The FSF’s previous purchase and donation of a Samsung Galaxy Tab 2 allowed the project’s developers to support the tablet, but adding support for a new device requires between $400 and $600 in donations for hardware costs alone. Each device that this long-term fundraising program is able to provide is likely to allow thousands of users of that device to run a free mobile OS for the first time.
Supporters are making these contributions at the FSF-hosted page for the campaign.
While most of Android is already free software, device manufacturers distribute the OS with some key nonfree parts. Those parts are in the layer of Android that communicates with the phone or tablet hardware, such as the WiFi and Bluetooth chips. In addition, every commonly available Android device comes pre-loaded with a variety of proprietary applications running on top of the operating system. Replicant seeks to provide all of the same functionality using only free software.
Users of Replicant have a full suite of free software mobile-optimized applications at their fingertips through F-Droid, Replicant’s default app repository.
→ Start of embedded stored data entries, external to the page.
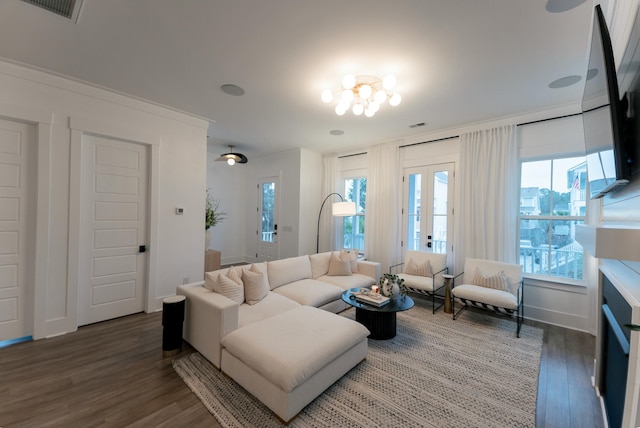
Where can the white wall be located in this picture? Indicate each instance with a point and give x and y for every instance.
(62, 110)
(228, 184)
(310, 194)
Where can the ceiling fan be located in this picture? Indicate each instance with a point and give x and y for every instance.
(233, 158)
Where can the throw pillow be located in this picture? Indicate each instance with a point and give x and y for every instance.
(234, 275)
(210, 278)
(339, 266)
(423, 269)
(352, 256)
(256, 285)
(229, 288)
(498, 281)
F-Droid isn’t just for Replicant — it works on all Android-based systems, and the FSF recommends it as a replacement for Google Play store.
FSF executive director John Sullivan, who has been using Replicant on his primary phone for three years, said, “Mobile operating systems distributed by Apple, Microsoft, and Google all require you to use proprietary software. Even one such program in a phone’s application space is enough to threaten our freedom and security — it only takes one open backdoor to gain access. We are proud to support the Replicant project to help users escape the proprietary restrictions imposed by the current major smartphone vendors. There will still be problems remaining to solve, like the proprietary radio firmware and the common practice of locking down phones, but Replicant is a major part of the solution.”
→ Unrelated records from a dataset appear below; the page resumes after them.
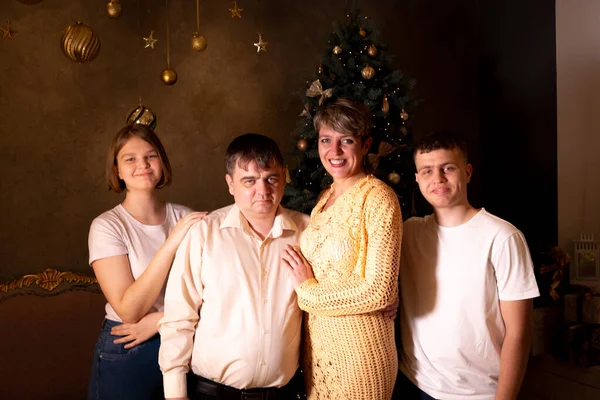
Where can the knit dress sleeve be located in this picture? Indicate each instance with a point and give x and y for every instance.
(373, 282)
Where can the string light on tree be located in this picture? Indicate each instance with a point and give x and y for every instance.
(355, 67)
(368, 72)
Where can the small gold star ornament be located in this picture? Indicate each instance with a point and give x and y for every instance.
(261, 46)
(150, 41)
(7, 32)
(236, 11)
The Replicant project was founded in 2010 by Aaron Williamson, Graziano Sorbaioli, Denis “GNUtoo” Carikli and Bradley M. Kuhn, to unify the efforts of various individuals attempting to produce a fully free Android distribution. Most of the recent development has been done by Carikli and Paul Kocialkowski, both of whom have been instrumental in developing the project’s relationship with the FSF.
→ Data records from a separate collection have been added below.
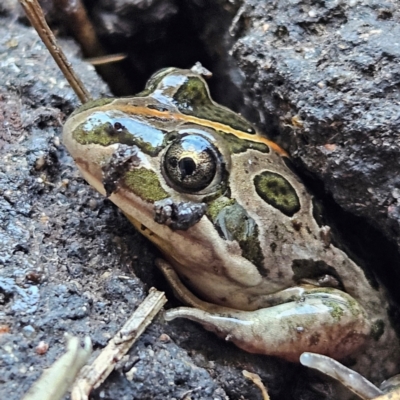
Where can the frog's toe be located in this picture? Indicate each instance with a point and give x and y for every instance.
(349, 378)
(331, 324)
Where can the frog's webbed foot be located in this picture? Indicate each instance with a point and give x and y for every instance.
(349, 378)
(324, 320)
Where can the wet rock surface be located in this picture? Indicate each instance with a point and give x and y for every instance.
(324, 77)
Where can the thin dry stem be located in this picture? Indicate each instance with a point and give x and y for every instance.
(92, 376)
(35, 15)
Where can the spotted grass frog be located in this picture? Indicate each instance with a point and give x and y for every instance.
(238, 230)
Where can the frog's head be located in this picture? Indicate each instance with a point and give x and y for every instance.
(165, 155)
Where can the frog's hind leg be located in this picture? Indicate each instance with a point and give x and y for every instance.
(323, 320)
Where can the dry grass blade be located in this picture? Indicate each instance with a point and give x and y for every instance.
(93, 376)
(35, 15)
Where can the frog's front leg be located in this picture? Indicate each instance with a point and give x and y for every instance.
(323, 320)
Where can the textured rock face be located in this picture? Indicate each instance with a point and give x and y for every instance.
(325, 77)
Kocialkowski said, “For a long time, it wasn’t possible to operate a mobile phone using free software, even though that is one of the areas of computing where the most important issues are at stake. Replicant is a free Android derivative, while other Android versions usually require nonfree components to actually run on phones. We expect that having our project supported by the Free Software Foundation’s fundraising program will greatly help the project, particularly by enabling us to build support for more phones.”
As of its 4.0 0004 release on July 22nd, Replicant works on ten devices, including multiple phones from the Samsung Galaxy S line and tablets from the Samsung Galaxy Tab line, as well as the Google Nexus S.
In addition to funding, the Replicant project needs developers, and is listed on the FSF’s High Priority Projects page. Hackers interested in working on Replicant or those with questions about the project should introduce themselves to the IRC channel, #replicant on irc.freenode.org, and the mailing list. Developers interested in porting Replicant to new devices should visit the project’s wiki to get started. Supporters can also help by installing Replicant and submitting bug reports to the developers.
The fundraising campaign is part of the FSF’s Working Together for Free Software initiative, a broad campaign to connect software freedom advocates with projects that need their help. Other projects that have benefited from this program include the web media-publishing platform GNU MediaGoblin and the GNU Octave mathematics and data manipulation package.